In those days his mom and dad had also been bookends on the couch, but he and George had been the books. Bill had tried to be a book between them while they were watching TV since George's death, but it was cold work. They sent the cold out from both directions and Bill's defroster was simply not big enough to cope with it. He had to leave because that kind of cold always froze his cheeks and made his eyes water.
"W-Want to h-hear a joke I heard today in s-s-school?" he had tried once, some months ago.
Silence from them. On television a criminal was begging his brother, who was a priest, to hide him.
Bill's dad glanced up from the True he was looking at and glanced at Bill with mild surprise. Then he looked back down at the magazine again. There was a picture of a hunter sprawled in a snowbank and staring up at a huge snarling polar bear. "Mauled by the Killer from the White Wastes" was the name of the article. Bill had thought, I know where there's some white wastes-right between my dad and mom on this couch.

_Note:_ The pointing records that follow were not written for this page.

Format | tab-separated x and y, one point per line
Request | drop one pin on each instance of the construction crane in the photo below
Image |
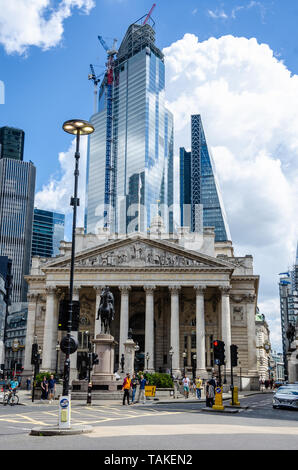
96	81
109	189
149	14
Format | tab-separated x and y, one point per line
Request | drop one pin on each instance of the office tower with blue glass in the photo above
48	232
135	182
17	188
12	143
199	186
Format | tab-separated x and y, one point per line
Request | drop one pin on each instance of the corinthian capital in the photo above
200	289
175	289
225	290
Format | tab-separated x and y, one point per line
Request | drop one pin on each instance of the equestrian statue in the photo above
106	310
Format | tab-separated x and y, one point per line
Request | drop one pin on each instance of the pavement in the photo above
26	399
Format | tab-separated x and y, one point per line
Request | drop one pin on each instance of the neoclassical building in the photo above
179	291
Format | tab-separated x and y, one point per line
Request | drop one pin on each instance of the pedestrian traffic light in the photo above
234	355
95	359
34	354
64	315
219	352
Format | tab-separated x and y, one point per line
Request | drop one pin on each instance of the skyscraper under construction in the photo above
130	154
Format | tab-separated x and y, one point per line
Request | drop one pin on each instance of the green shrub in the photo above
160	380
41	375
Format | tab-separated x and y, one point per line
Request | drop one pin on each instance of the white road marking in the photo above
182	429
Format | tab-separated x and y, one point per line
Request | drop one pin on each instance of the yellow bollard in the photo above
235	401
218	405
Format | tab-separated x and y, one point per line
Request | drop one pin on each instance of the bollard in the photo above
235	401
218	405
89	392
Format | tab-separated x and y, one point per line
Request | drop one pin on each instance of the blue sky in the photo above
44	88
245	88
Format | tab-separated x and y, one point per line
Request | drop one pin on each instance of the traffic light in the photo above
64	315
219	352
34	353
95	359
234	355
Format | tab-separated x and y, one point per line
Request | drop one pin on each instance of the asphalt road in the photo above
155	427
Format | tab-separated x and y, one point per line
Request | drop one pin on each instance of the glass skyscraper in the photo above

His mother had never looked up at all.
"It's about h-how many F-F-Frenchmen it takes to sc-c-herew in a luhhh-hightbulb," Bill plunged ahead. He felt a fine mist of sweat spring out upon his forehead, as it sometimes did in school when he knew the teacher had ignored him as long as she safely could and must soon call on him. His voice was too loud, but he couldn't seem to lower it. The words echoed in his head like crazy chimes, echoing, jamming up, spilling out again.
"D-D-Do you know h-h-how muh-muh-many?"
"One to hold the bulb and four to turn the house," Zack Denbrough said absently, and turned the page of his magazine.
"Did you say something, dear?" his mother asked, and on Four Star Playhouse the brother who was a priest told the brother who was a hoodlum to turn himself in and pray for forgiveness.
Bill sat there, sweating but cold-so cold. It was cold because he wasn't really the only book between those two ends; Georgie was still there, only now it was a Georgie he couldn't see, a Georgie who never demanded the popcorn or hollered that Bill was pinching. This new version of George never cut up dickens. It was a one-armed Georgie who was palely, thoughtfully silent in the Motorola's shadowy white-and-blue glow, and perhaps it was not from his parents but from George that the big chill was really coming; perhaps it was George who was the real killer from the white wastes. Finally Bill had fled from that cold, invisible brother and into his room, where he lay face down on his bed and cried into his pillow.
George's room was just as it had been on the day he died. Zack had put a bunch of George's toys into a canon one day about two weeks after he was buried, meaning them for the Goodwill or the Salvation Army or someplace like that, Bill supposed. Sharon Denbrough had spotted him coming out with the box in his arms and her hands had flown to her head like startled white birds and plunged themselves deep into her hair where they locked themselves into pulling fists. Bill had seen this and had fallen against the wall, the strength suddenly running out of his legs. His mother looked as mad as Elsa Lanchester in The Bride of Frankenstein.